Undang-undang berfungsi untuk digunakan sebagai otoritas, untuk mengatur, untuk
menganjurkan, untuk menyediakan (dana), untuk menghukum, untuk memberikan,
untuk mendeklarasikan, atau untuk membatasi sesuatu.
Undang-undang melayu
lama adalah bagian penting dari sejarah yang tidak boleh dilupakan.
Undang-undang melayu merupakan adat kebiasaan orang-orang melayu, adat
kebiasaan yang dibentuk dengan peredaran masa. Karena itu, dalam undang-undang
melayu sering terbayang falsafah hidup dan pemikiran orang-orang melayu. Hal
ini menyebabkan undang-undang melayu sangat penting untuk dipelajari, terutama
dua naskah melayu yang terkenal, yaitu undang-undang melaka dan undang-undang
minangkabau.
TUJUAN
1. Menjelaskan berbagai
macam undang-undang Melayu Lama
2. Untuk
mengetahui isi naskah undah-undang Melayu Lama
MANFAAT
1. Menambah ilmu
pengetahuan
2. Mengetahui apa itu
undang-undang melayu lama.
3. Mengetahui berbagai
macam naskah yang ada pada undang-undang melayu lama.
BAB II
ISI
UNDANG-UNDANG MELAYU LAMA
Undang-undang Melayu
Lama tidak boleh dianggap sebagai undang-undang yang diluluskan oleh kerajaan.
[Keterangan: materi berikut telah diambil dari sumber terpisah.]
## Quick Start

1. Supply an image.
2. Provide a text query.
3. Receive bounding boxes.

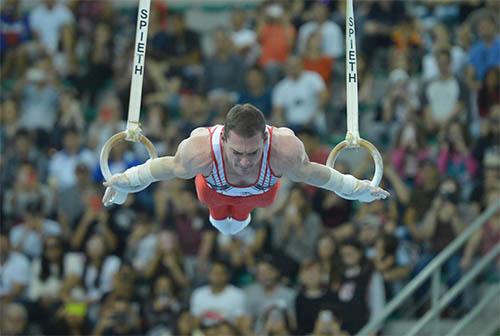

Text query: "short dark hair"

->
[224,104,266,139]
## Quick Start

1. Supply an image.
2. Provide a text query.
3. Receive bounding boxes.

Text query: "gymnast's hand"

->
[338,180,390,203]
[102,173,149,207]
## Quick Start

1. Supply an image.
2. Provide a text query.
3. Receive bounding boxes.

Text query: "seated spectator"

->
[373,233,411,300]
[295,260,328,335]
[302,31,333,86]
[273,56,328,133]
[477,67,500,119]
[28,236,67,321]
[332,240,385,335]
[0,129,49,188]
[0,302,32,336]
[257,4,295,84]
[68,234,121,303]
[93,299,142,336]
[231,8,258,66]
[3,161,56,224]
[423,49,468,133]
[311,309,349,336]
[165,12,201,90]
[391,120,430,185]
[203,28,245,101]
[144,230,189,288]
[264,305,294,335]
[238,67,272,118]
[466,15,500,82]
[0,231,31,302]
[271,186,322,276]
[190,261,245,323]
[29,0,74,54]
[10,199,62,258]
[245,256,295,334]
[437,121,478,198]
[49,128,97,191]
[297,2,344,60]
[144,275,181,334]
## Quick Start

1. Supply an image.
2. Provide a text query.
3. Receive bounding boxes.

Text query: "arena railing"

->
[358,201,500,336]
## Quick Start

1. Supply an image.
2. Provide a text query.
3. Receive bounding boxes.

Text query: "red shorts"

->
[194,174,280,221]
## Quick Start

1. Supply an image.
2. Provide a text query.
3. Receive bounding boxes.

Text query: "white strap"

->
[126,0,150,141]
[345,0,359,146]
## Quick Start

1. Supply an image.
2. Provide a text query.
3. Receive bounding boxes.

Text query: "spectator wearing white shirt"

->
[0,232,31,304]
[191,261,245,322]
[10,200,62,258]
[29,0,74,54]
[272,56,328,132]
[297,2,344,58]
[423,49,467,132]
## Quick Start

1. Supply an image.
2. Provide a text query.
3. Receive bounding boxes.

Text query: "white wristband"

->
[124,159,156,187]
[321,168,358,195]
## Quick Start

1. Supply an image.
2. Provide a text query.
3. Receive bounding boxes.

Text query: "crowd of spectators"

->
[0,0,500,336]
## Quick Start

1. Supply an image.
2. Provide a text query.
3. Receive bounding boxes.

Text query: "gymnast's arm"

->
[103,128,212,204]
[271,129,389,202]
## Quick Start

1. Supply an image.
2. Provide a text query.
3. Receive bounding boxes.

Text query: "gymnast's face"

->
[223,131,265,175]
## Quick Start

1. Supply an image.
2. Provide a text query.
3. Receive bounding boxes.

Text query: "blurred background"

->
[0,0,500,336]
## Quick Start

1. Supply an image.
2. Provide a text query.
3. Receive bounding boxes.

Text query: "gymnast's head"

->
[222,104,267,174]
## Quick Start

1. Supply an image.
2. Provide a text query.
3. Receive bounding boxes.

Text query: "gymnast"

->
[103,104,389,235]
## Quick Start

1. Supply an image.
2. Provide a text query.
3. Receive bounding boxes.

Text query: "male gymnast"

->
[103,104,389,235]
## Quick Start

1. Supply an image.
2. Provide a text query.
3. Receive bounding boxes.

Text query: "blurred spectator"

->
[93,299,141,335]
[68,186,117,252]
[437,121,478,197]
[271,186,322,274]
[245,256,295,334]
[0,303,31,336]
[295,261,328,335]
[165,13,201,89]
[297,2,344,59]
[257,4,295,84]
[423,49,468,132]
[311,309,349,336]
[466,15,500,81]
[238,67,272,118]
[1,129,49,188]
[407,178,465,308]
[422,24,467,80]
[68,234,121,303]
[332,240,385,334]
[273,56,328,132]
[190,261,245,323]
[10,199,62,258]
[0,0,31,78]
[203,28,245,102]
[391,120,430,184]
[3,161,56,224]
[477,67,500,118]
[49,128,97,191]
[0,231,31,305]
[302,30,333,86]
[231,8,258,66]
[263,305,293,335]
[144,275,181,334]
[145,230,189,288]
[14,60,59,148]
[373,234,411,300]
[29,0,74,54]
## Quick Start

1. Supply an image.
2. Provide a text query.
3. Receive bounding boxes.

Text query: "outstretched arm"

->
[102,130,212,206]
[276,133,389,202]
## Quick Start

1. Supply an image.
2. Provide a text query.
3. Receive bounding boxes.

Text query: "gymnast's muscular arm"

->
[102,128,212,206]
[271,128,389,202]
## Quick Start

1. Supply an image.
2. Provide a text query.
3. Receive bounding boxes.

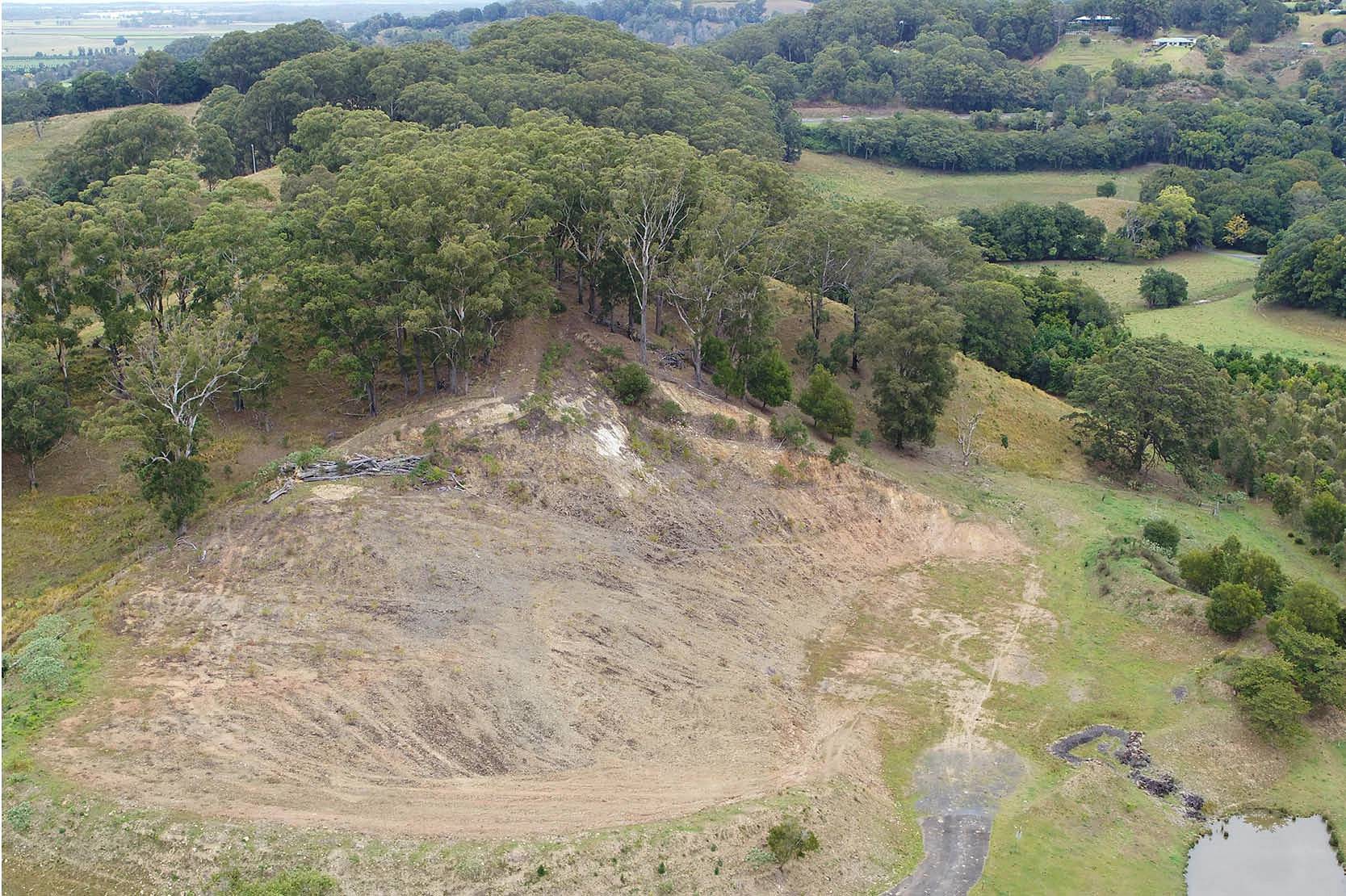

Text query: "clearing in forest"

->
[1013,252,1257,312]
[1126,292,1346,366]
[795,152,1152,216]
[0,103,200,184]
Undang-undang Melayu adalah adat kebiasaan orang-orang Melayu, adat kebiasaan
yang dibentuk dengan peredaran masa. Didalamnya sering sering terbayang
falsafah hidup orang-orang Melayu, fikiran orang-orang Melayu. Orang-orang
Melayu sendiri adalah bangsa yang dapat menyesuaikan diri dengan keadaan atau
perubahan jaman.
Undang-undang Melayu sebenarnya boleh dikatakan sejarah
pemikiran orang-orang Melayu. Di bawah ini akan kami bicarakan dua jenis
undang-undang Melayu terkenal, yaitu Undang-undang Malak dan Undang-Undang
Minangkabau.
Undang-undang Melaka
sebenarnya terdiri dari dua bagian, yaitu Undang-undang Melaka dan
Undang-undang Laut. Undang-undang Melaka dipakai di darat, sebagai hukum dalam
kehidupan sehari-hari. Sedangkan Undang-undang laut dipakai dalam pelayaran.
Undnag-Undang
Melaka
Undang-undang Melaka
ialah naskah undang-undang Melayu yang tertua dan terpenting. Dikenal sebagai
Undang-undang Negeri malaka juga Risalah Hukum Kanun atau Hukum Kanun Sahaja.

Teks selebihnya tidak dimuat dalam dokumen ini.